Schaff acaba reproduzindo um determinismo tosco que nada tem de marxista. A afirmação de Schaff só seria aceitável se ele mostrasse onde, na obra de Sartre, se vê um apelo ao voluntarismo da liberdade absoluta. Apenas citando uma frase, inclusive semelhante a uma das mais famosas frases de Marx, ele não comprova sua afirmação e demonstra apenas um preconceito infundado.
Limites do Existencialismo de Sartre
O existencialismo sartreano atravessou duas fases e o seu período de aproximação com o marxismo foi não só o seu período final como também o seu coroamento. Por isso iremos deixar de lado a primeira fase, na qual suas divergências com o marxismo são maiores, para analisar apenas a última fase de seu pensamento. O Sartre da última fase apresenta algumas posições próximas ao pensamento de Marx e que foi desenvolvido por diversos continuadores dele. Entretanto, existem duas questões que permanecem em Sartre e que julgamos problemáticas: em primeiro lugar, sua rejeição do inconsciente – embora a idéia de inconsciente seja psicanalítica e não esteja no pensamento de Marx, a não ser embrionariamente, como alguns defendem - ela foi desenvolvida por pensadores marxistas ou influenciados pelo marxismo (Marcuse, 1988; Fromm, 1979; Reich, 1973; Schneider, 1977) e possui uma importância fundamental para se compreender a sociedade contemporânea; em segundo lugar, sua concepção de indivíduo, que se revela demasiadamente voluntarista, apesar de seu reconhecimento da situação como elemento importante para a compreensão das ações individuais.
A rejeição sartreana do inconsciente se deve ao fato de que a concepção freudiana poderia limitar a liberdade humana, tão importante no edifício filosófico deste pensador. No entanto, isto está ligado com a rejeição sartreana de uma natureza humana e se deve ao fato de que, para Freud, o inconsciente se constitui como locus dos desejos reprimidos, que são de caráter biológico, o que leva, segundo alguns, ao determinismo. Porém, Freud tinha, na verdade, uma concepção conflitual e não um determinismo do inconsciente. Para Freud, as ações humanas eram ora determinada pela consciência, ora pelo inconsciente, havendo um conflito entre ambos e é nesta dinâmica conflitiva que se originava as ações humanas (Freud, 1978, p. 89).

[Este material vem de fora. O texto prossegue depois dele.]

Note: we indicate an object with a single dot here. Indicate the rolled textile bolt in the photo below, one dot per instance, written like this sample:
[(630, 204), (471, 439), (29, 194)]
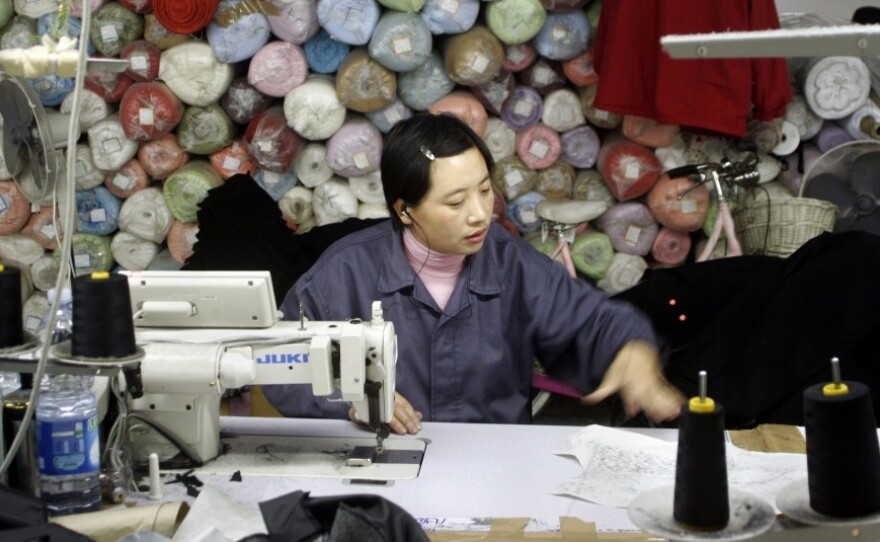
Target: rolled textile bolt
[(277, 68), (241, 39), (313, 110), (193, 73), (296, 20)]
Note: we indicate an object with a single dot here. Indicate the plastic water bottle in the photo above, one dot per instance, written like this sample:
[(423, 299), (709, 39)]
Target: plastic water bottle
[(68, 444)]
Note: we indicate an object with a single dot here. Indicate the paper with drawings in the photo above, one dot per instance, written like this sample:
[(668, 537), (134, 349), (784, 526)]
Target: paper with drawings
[(619, 465)]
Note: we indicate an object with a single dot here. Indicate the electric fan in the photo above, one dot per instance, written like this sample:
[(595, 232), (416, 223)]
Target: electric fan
[(848, 175), (30, 138)]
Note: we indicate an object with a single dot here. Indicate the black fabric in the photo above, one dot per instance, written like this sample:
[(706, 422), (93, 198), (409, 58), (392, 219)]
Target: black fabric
[(241, 228), (297, 517), (764, 329)]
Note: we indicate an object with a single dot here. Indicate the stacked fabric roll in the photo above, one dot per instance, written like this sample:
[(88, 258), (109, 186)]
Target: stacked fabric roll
[(299, 94)]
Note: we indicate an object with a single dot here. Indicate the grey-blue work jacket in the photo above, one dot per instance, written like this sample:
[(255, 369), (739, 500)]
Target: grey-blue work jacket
[(473, 361)]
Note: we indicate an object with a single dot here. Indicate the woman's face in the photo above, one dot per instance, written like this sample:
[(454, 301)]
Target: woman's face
[(454, 215)]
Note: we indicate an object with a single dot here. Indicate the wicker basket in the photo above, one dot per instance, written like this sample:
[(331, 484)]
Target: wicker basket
[(792, 222)]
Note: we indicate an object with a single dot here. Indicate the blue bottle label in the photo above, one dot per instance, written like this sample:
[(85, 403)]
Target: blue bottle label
[(68, 446)]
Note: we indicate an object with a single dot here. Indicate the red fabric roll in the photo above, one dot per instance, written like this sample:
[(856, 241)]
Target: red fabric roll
[(161, 157), (671, 247), (538, 146), (128, 179), (148, 111), (184, 17), (629, 169), (465, 106), (143, 57), (683, 214), (109, 86), (271, 141), (138, 6)]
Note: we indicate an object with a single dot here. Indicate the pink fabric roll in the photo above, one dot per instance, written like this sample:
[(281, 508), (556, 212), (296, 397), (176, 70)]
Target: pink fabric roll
[(277, 68), (182, 236), (15, 209), (671, 247), (465, 106), (354, 150), (631, 228), (686, 213), (148, 111), (233, 159), (42, 228), (271, 141), (143, 57), (161, 157), (648, 132), (128, 179), (519, 57), (108, 85), (538, 146), (629, 169)]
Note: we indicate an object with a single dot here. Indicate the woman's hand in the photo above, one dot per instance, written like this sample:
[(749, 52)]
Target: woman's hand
[(635, 375), (406, 419)]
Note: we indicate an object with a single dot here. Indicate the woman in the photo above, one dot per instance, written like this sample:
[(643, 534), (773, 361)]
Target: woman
[(472, 304)]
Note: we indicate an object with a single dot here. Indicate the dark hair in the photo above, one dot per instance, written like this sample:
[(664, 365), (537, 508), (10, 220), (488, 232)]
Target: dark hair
[(405, 165)]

Se Sartre tivesse ampliado (ao invés de negado) a concepção de inconsciente e vendo ele como expressão de um conjunto de desejos que são potencialidades humanas, poderia perceber que ele não seria neste caso uma prisão para o ser humano e sim um ponto de apoio para a luta pela libertação humana. Além disso, ao negar o inconsciente e a idéia de natureza humana e postular uma liberdade humana extremamente ampla, ele apresenta, de forma oculta, uma nova concepção de natureza humana. O homem está condenado a ser livre, e esta frase revela uma visão da liberdade como essência humana, mesmo sem utilizar tal expressão. Isto foi notado por outro pensador existencialista, Paul Tillich, que afirma que o enunciado sartreano de que homem é livre significa uma afirmação sobre a natureza humana. Ele acrescenta em seu comentário sobre Sartre:
“A natureza particular do homem é o seu poder para criar-se. E se indagarmos também como é que tal poder é possível e como deve ser estruturado, necessitaremos de uma doutrina essencialista plenamente desenvolvida para responder; em resumo, devemos conhecer sobre seu corpo e seu espírito, sobre aquelas questões que, durante milênios, têm sido discutidas em termos essencialistas” (May, 1977, p. 148).
Rollo May acrescenta que:
“Não podemos ter liberdade ou um indivíduo livre sem alguma estrutura em que (ou, no caso de desafio, contra a qual) o individuo atua. Liberdade e estrutura estão mutuamente explícitas. E, sem dúvida, Sartre tem alguma estrutura. Na minha opinião, Sartre pressupõe muito mais da tradição humanista do pensamento ocidental e até muito mais dos conceitos hebraico-cristãos sobre o significado e valor da pessoa do que ele parece aperceber-se ou declarar explicitamente” (May, 1977, p. 148).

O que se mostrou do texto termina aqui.